Connecting with our Local Community

30th August 2023

Living Our Values

Community Food ProjectOne of our TU values is to be People Focused – to have those who access and deliver health and care at the heart of all we do. We spend a lot of our time at the TU focused on health – often working alongside providers looking at clinical pathways, or busy writing business cases to secure funding for the next large change programme. It can be a challenge to feel connected with what is going on day to day around us, and the experiences of people using health and care services.

Why do we need to connect with the Local Community?

Our health and wellbeing group have recently been in touch with local Voluntary sector organisations to invite them in to talk to our staff to help us to understand the important role of the sector and their contribution to the health and wellbeing of the local population, especially those people that have additional challenges to overcome such as disability, caring responsibilities, low income and deprivation, age and frailty and so on.

The first organisation that we chose to find out more about was Our Sale West. Claire from Our Sale West runs one of 6 local Community Support Hubs funded by several local organisations to carry out important functions. Each hub is hosted by a different local organisation, and they have formed a strong partnership that helps to look after people across Trafford (where our TU office is based).

What do Our Sale West Do?

Clare spent an hour with us describing all the different things that Our Sale West does to support the local community.

  • Hosting a weekly food bank to help the most vulnerable people in the area
  • Food Share Scheme that helped to distribute food that would otherwise have gone to waste.
  • The Bread and Butter Thing which is a food club where you can buy surplus food that would have gone to waste for a fraction of supermarket cost.
  • Holiday schemes that helped to feed children that lived in the area
  • Digital equipment loans
  • Working with a local Mental Health Provider and signposted people to get help there
  • Hosting an information hub to help with general advice, benefits, jobs, energy
  • Working alongside Sale Credit Union
  • there is a volunteer coordinator that had worked with community members to build a wildflower garden
  • working with local primary care services that helped to ensure people are connected with primary care services and specifically a nurse that could do health checks - helping to make services more accessible to people
  • working with local social prescribers

Health Inequalities in action

Clare also talked about some real experiences and barriers that people faced in accessing health services - things that we do not always naturally think of. We often take it for granted that we can easily get to the right place at the right time for health appointments, but many people, especially those living in poverty, have so many more barriers to overcome to get the healthcare that they need. Our simple trip in the car to attend a health appointment could be a taxi or bus ride for those without a car or unable to drive.
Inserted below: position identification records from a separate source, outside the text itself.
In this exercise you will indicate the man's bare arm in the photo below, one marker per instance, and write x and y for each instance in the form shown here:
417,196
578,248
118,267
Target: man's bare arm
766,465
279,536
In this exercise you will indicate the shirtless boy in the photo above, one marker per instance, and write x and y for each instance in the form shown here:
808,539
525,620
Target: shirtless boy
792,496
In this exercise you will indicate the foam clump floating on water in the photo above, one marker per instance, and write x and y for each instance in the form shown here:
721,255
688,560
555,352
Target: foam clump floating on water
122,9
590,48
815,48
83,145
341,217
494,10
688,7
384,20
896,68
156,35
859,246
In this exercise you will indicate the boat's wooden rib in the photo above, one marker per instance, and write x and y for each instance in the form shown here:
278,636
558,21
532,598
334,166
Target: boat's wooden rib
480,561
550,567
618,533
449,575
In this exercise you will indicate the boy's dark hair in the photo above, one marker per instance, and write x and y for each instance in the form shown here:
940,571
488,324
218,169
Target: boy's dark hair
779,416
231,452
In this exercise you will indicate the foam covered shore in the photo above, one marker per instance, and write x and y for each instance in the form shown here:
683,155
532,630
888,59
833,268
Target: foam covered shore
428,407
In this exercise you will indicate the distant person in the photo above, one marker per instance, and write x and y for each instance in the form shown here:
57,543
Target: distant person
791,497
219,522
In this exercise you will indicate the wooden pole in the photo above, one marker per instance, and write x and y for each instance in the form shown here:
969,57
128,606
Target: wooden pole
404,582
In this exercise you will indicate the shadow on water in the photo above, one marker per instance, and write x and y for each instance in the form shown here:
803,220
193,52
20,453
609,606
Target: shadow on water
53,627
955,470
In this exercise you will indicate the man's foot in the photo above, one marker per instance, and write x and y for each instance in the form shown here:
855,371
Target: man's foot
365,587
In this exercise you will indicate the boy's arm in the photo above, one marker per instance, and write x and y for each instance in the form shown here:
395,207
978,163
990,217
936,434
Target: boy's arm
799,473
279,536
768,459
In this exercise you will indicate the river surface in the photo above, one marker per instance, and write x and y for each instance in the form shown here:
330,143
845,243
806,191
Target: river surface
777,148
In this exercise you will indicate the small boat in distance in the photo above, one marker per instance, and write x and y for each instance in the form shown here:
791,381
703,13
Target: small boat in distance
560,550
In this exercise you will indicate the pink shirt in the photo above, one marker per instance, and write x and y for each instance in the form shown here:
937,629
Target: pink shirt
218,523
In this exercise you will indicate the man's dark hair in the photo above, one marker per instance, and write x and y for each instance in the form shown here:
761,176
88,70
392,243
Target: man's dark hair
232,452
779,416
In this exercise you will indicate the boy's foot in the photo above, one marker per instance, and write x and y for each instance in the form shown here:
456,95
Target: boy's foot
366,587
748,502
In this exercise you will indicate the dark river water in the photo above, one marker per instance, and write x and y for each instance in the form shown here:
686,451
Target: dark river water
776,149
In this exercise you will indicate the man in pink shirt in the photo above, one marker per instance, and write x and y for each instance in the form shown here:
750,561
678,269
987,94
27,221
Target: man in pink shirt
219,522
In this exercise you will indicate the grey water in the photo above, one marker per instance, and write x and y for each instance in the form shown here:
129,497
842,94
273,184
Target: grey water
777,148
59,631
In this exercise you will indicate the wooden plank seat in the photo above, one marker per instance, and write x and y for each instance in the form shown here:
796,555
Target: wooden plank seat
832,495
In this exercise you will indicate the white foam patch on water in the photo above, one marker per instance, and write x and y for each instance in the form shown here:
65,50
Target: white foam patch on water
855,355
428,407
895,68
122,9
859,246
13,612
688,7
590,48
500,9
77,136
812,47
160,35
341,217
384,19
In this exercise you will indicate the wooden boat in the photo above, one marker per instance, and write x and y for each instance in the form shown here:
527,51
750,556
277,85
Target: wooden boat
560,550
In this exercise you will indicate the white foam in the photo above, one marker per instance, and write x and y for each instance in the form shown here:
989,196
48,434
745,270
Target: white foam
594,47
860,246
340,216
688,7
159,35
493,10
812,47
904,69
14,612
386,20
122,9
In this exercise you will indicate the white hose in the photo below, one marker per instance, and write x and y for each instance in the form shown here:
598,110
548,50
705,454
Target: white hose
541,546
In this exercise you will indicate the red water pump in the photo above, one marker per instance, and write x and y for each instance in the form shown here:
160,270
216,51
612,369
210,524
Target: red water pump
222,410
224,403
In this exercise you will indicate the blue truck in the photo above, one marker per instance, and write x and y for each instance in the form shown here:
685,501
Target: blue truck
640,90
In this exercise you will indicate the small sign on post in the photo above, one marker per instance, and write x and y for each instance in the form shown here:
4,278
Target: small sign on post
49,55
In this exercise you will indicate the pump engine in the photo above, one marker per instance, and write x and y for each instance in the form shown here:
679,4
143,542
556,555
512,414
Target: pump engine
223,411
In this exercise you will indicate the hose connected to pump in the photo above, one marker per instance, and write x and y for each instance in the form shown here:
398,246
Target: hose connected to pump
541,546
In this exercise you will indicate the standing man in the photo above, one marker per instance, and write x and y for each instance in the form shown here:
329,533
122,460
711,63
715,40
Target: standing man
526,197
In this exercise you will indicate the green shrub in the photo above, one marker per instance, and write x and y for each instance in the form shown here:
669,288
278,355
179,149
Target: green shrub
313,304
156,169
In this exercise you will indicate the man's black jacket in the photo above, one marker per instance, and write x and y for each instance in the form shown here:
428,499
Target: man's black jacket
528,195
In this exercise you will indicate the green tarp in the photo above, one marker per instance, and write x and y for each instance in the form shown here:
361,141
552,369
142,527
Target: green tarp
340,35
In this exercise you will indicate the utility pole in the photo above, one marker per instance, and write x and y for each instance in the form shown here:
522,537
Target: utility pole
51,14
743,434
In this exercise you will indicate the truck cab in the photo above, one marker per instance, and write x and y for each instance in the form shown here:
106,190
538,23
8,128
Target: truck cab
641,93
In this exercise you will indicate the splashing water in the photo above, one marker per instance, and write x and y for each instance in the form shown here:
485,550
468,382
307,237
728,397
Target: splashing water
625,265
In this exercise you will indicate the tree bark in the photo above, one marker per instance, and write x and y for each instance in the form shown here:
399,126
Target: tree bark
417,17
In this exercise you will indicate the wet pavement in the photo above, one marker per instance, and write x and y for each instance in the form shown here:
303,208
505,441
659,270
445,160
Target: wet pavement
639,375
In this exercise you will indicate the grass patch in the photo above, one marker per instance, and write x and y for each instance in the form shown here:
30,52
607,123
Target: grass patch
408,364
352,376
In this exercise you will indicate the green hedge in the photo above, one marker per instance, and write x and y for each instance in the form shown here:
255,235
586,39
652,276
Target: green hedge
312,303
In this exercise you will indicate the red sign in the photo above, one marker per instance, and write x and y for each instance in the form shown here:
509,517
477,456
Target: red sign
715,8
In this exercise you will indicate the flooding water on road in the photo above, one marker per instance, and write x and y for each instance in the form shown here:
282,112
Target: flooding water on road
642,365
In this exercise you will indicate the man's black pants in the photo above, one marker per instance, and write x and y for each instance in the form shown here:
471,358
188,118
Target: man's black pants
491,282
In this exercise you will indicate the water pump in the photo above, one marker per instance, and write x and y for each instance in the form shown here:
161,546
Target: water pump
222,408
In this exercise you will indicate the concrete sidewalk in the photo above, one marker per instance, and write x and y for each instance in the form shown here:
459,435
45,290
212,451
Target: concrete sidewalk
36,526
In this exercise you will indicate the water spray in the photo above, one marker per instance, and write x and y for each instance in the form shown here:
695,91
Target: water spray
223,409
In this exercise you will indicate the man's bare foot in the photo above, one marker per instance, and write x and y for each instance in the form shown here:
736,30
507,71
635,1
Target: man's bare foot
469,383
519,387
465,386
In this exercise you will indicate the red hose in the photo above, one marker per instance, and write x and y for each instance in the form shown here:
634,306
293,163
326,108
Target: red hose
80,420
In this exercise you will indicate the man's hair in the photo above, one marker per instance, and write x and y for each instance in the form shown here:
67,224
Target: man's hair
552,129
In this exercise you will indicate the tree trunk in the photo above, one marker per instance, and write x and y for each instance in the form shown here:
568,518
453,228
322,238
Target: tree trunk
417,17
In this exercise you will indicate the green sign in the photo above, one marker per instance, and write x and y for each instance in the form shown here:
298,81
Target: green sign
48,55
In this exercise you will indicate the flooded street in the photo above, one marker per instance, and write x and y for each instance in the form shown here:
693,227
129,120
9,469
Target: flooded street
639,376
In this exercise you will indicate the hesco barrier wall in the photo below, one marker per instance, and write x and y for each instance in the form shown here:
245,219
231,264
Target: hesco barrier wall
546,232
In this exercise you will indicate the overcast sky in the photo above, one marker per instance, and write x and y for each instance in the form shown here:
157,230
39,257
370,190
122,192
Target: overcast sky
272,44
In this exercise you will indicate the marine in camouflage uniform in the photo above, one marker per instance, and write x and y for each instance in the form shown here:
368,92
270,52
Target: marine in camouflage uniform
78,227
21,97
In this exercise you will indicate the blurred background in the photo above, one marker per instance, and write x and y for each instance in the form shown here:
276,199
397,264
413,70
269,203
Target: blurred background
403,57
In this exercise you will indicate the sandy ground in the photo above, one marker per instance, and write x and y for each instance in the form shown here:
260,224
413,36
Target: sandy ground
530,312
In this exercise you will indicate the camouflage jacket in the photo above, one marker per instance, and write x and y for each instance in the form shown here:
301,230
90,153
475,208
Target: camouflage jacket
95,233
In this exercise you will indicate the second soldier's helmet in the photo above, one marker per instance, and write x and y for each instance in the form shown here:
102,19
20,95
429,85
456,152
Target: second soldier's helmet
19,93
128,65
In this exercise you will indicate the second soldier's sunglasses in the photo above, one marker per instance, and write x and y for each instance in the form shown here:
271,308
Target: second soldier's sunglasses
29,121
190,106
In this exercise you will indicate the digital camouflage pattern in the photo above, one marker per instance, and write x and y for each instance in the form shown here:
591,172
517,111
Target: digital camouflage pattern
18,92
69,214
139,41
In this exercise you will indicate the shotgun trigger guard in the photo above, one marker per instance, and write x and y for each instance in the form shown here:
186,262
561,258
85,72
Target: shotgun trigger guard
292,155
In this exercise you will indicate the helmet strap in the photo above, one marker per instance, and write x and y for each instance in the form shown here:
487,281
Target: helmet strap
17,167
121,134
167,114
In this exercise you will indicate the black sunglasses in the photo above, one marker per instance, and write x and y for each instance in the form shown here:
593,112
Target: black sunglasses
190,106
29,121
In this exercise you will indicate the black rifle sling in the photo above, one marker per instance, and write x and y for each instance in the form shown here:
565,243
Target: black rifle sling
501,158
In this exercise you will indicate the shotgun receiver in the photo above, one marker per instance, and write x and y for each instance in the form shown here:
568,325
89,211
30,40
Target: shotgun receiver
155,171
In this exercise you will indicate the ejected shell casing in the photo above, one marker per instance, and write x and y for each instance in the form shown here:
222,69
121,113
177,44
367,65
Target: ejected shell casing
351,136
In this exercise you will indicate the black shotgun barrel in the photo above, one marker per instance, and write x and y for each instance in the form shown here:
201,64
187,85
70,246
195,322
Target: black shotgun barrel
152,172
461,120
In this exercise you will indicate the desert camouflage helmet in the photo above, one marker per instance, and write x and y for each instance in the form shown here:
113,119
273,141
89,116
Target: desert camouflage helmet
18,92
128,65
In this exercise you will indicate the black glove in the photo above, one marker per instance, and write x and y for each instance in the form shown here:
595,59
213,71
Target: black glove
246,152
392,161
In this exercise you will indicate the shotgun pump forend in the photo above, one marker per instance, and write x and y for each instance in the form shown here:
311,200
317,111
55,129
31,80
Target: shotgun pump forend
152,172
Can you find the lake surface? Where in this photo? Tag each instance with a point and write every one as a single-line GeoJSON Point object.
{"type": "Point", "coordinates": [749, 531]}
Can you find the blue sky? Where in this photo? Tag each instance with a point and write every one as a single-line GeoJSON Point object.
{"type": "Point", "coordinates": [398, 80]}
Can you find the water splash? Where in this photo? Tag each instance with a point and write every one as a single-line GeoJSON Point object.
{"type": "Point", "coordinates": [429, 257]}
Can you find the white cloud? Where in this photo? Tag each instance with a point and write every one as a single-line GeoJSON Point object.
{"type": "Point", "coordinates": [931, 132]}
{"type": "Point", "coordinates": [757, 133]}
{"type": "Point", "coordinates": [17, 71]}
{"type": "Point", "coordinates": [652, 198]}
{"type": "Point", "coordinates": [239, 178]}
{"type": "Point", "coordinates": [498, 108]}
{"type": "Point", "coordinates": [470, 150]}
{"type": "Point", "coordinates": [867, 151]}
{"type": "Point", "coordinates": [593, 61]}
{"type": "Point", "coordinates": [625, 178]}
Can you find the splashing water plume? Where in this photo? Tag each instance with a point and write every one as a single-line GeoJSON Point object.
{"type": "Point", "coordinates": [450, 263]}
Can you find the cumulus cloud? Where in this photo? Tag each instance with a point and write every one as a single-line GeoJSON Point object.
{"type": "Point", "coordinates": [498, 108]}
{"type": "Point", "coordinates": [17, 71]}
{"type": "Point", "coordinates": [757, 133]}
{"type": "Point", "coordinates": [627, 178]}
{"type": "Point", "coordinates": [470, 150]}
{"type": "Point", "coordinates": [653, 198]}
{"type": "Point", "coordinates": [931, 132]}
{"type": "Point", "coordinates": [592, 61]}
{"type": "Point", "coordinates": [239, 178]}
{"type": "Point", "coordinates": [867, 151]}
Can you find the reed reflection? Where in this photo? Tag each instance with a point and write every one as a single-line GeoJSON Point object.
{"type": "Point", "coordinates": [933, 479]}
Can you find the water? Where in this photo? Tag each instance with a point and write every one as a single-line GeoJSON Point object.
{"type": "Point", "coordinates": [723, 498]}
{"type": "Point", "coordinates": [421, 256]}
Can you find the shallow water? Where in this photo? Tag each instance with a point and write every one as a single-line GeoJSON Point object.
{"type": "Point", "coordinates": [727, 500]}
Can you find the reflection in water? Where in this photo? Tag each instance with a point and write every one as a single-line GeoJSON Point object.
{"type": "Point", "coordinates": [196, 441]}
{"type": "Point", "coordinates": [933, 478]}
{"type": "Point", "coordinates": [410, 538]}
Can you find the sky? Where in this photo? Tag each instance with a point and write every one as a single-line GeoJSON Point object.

And it could mean a day off work and a loss of income. It could become a choice between getting a meal on the table to feed your family or getting to a hospital appointment to address a health issue. It was very thought provoking to hear real life stories about accessibility to services and the barriers we can put in the way without meaning to.

What did we learn from our conversation?

Bringing this back to the TU and our value of being People Focussed, this session really helped those that attended to better understand how the voluntary sector contributes to the health and wellbeing of people in the local area, and to understand health inequalities through listening to real life accounts of the difficulties faced. Conversations like these help us to bring people closer to being at the heart of what we do as an organisation.

These accounts of lived experience and services that exist to support population are relevant to the TU and can help in the work that we carry out because:

  • We have a significant number of staff working at a system level, and the voluntary sector are a key component of Integrated Care Systems. Understanding more about what they have achieved and what they do will help us to bring this into our work at system level.
  • Health inequalities is a constant talking point at system level. The hubs are situated in areas of higher-than-average deprivation, and therefore this is where we find people with poorer healthy life expectancy. Hearing what the hubs do to support people will help us to better understand the causes of health inequalities locally.
  • We have a significant number of staff working on designing target operating models and clinical pathways. Hearing about 'lived experience' and considering the 'place' within these is important if we are to design pathways that improve people's experience and are accessible.

Showing our appreciation

And to show our thanks to Clare and Our Sale West, we dropped off some food and toiletry donations to the hub for which Clare and her team were extremely grateful!